According to Philip Freeman, visiting divinity scholar at Harvard, “the few references to Ireland in classical sources are largely complaints that the island was a land of savages who brought terror to the good people of the Roman Empire with their vicious attempts and pirate raids”.
There were even suggestions the Irish were cannibals.
There were a hundred independent tribes in pre-patrician Ireland, each ruled by its local ‘rí’ or king. Patrick did not unite Ireland, but it can be said that he began the process of a national consciousness of the land of Erin, with a common ethic and a coherent structure.
From Patrick’s evangelisation, there followed traditions of many holy men and women who brought to Ireland a reputation for being ‘an island of saints and scholars’.
Patrick’s example inspired St Brigid, a remarkable woman of energy, piety and peace, whose distinctive cross is still such an everyday feature of Irish life. Patrick was also the direct model for St Brendan the Navigator, who may well have got to America on his famed ‘Voyage’: yet the voyage is also a special metaphor of the journey of a Christian life.
The shamrock is one of the world’s most successful logos, but its origins remain rooted in faith, being an emblem of the Holy Trinity.
Let’s move with the times, but let’s not forget our Patrician roots.
The prospect of a United Ireland
In the wake of changing political circumstances in Ireland – prompted by Brexit and the success of nationalist parties in the North – a United Ireland is now being seriously mooted. And if it can be achieved in peace and in mutual respect, it’s an aspiration worthy of Patrick himself.
Still, there’s currently a car seen in North London carrying a sticker bearing the Red Hand of Ulster flag, and the tag ‘Norn Iron’, a comedic rendering of Northern Ireland. A confederate Ireland may beckon, but ‘Norn Iron’ will always want to affirm its identity, methinks.
Being ‘without character’
Some decades ago, I interviewed the late author Margaret Powell who wrote a successful memoir called Below Stairs. Margaret had been a housemaid ‘in service’ in a number of English homes between the two world wars, and she wrote vividly about her experience.
She told me that the one prospect that ‘terrified’ girls in service falling pregnant out of wedlock, or, as Margaret herself put it, “being in the family way”.
In most cases, where it happened, Margaret told me, the maid would be dismissed without a reference (in the phrase of the time ‘without a character’, since a reference attested to an individual’s good character) And without a reference she couldn’t obtain another job, so a common result was that the young woman ended up in prostitution.

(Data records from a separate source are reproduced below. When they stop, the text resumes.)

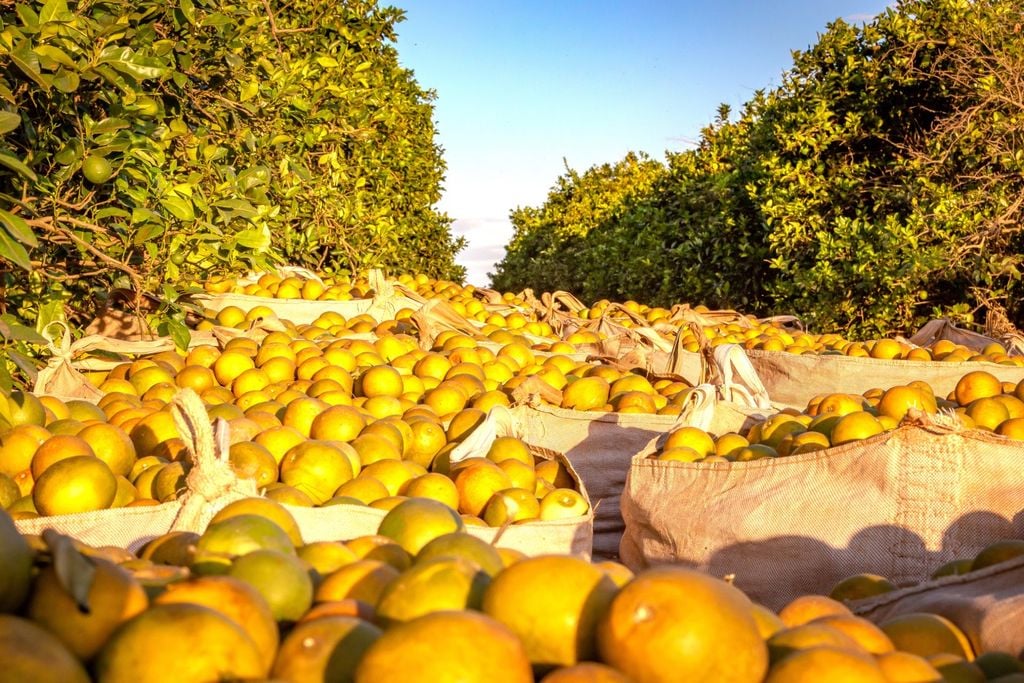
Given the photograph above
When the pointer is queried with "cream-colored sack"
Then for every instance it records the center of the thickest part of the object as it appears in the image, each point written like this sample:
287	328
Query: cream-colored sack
388	300
210	485
937	330
987	605
573	537
794	380
897	505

Margaret recalled visiting a friend in Brighton in the 1940s who was thrown out on the street after a pregnancy – she was in dire straits, and working as a street girl.
In some cases, the maid might even have been seduced by the son (or nephew) of the master of the house.
Sometimes, Margaret said, if the family felt they should take responsibility, they might find a suitable husband for the seduced girl, in exchange for a rent-free cottage. And sometimes the baby’s father would ‘do the decent thing’ and marry her. But it was humiliating.
Margaret met a good man, married and had a family. Later, she enrolled at a university course as a mature student. She was fortunate – but always remembered those who met a different fate.